[This local archive copy is from the official and canonical URL, http://www.darmstadt.gmd.de/~inim/perl_xml_survey.html; please refer to the canonical source document if possible.]


Ways to Rome: Processing XML with Perl

by Ingo Macherius, <macherius@gmd.de>
Version: $VERSION: Di 23.02.1999 8:02:20,12$

Legal Disclaimer: This paper, especially the source code included, is copyrighted material. © 1999 by GMD-IPSI. You are free to use and copy it for personal education, but not to publicly display the article or parts of it in other media (www, print, ...) or distribute it with commerical software. The use of code examples is at your own risk.

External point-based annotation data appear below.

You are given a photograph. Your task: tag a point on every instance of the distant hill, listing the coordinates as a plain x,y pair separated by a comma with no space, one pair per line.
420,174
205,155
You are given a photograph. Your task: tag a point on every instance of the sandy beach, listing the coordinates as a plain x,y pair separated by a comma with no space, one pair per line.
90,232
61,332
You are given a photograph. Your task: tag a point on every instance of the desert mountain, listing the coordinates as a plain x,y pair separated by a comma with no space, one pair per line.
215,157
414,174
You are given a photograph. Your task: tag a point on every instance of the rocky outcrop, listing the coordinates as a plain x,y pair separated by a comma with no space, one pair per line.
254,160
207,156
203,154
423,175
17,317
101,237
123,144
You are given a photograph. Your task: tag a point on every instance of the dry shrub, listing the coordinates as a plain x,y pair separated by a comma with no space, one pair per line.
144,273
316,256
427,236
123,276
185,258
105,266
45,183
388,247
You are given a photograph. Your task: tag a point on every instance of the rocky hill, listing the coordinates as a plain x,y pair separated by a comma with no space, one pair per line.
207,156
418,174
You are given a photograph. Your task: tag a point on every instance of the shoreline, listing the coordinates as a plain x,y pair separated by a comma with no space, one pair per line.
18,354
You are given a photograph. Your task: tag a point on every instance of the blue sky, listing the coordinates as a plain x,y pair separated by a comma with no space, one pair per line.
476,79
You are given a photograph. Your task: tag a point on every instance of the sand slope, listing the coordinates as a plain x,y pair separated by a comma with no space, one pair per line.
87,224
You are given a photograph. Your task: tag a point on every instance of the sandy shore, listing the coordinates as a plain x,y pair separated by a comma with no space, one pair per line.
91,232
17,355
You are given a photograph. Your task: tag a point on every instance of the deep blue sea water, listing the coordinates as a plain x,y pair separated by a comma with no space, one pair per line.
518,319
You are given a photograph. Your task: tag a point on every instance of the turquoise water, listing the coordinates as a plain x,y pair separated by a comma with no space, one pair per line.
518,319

One of Perl's key features is: things can be done more then one way. This holds when processing XML using Perl. This brief tutorial solves a simple task again and again using different, XML-related CPAN modules and programming styles. The candidates are:

Software Version Source Remark
Perl regular expressions 5.005_02    
XML::Parser 2.19 http://wwwx.netheaven.com/~coopercc/xmlparser/intro.html using Handlers
XML::Parser 2.19 http://wwwx.netheaven.com/~coopercc/xmlparser/intro.html using Subs-style
XML::DOM 1.15 http://www.erols.com/enno/dom/ using standard methods only
XML::XQL 0.59 http://www.erols.com/enno/xql/ older versions won't work

This tutorial was done for a talk on the German Perl workshop 1.0 on February 17th, 1999 in Bonn. The focus in on the code examples, not the explanatory text. All code is tested and should work "cut-and-paste" if you have the above modules installed and a copy of REC-XML in your working folder.

1 The Task

The task is to filter the REC-xml-19980210.xml specification for grammar productions. They are contained in special markup, a typical one that looks like this:

...
<prod id="NT-PubidLiteral"><lhs>PubidLiteral</lhs>
<rhs>'"' <nt def='NT-PubidChar'>PubidChar</nt>* 
'"' 
| "'" (<nt def='NT-PubidChar'>PubidChar</nt> - "'")* "'"</rhs>
</prod>
...

So a grammar rule consists of a production, which consists of a right-hand-side and a left hand side. In the right-hand-side markup for describing hyperlinks between productions may be contained, so it is mixed content. The DTD fragment for this is:

<!ELEMENT prod (lhs, (rhs, (com|wfc|vc)*)+)>
<!--    ID attribute:
        The production must have an ID so that cross-references
        (specref) and mentions of nonterminals (nt) can link to
        it. -->
<!ATTLIST prod
        %common-idreq.att;>

<!ELEMENT lhs (#PCDATA)>
<!ATTLIST lhs %common.att;>

<!ELEMENT rhs (#PCDATA|nt|xnt|com)*>
<!ATTLIST rhs %common.att;>

I'm not aware of a place where the spec.dtd can be officially downloaded. It is, however, contained in archive for the first release of XML::Parser on Larry Walls server. As XML in Perl is not DTD aware, this will not hurt. Please note, that in the real specification document only <nt> is used, <xnt> and <com> won't happen and are not processed by the examples below.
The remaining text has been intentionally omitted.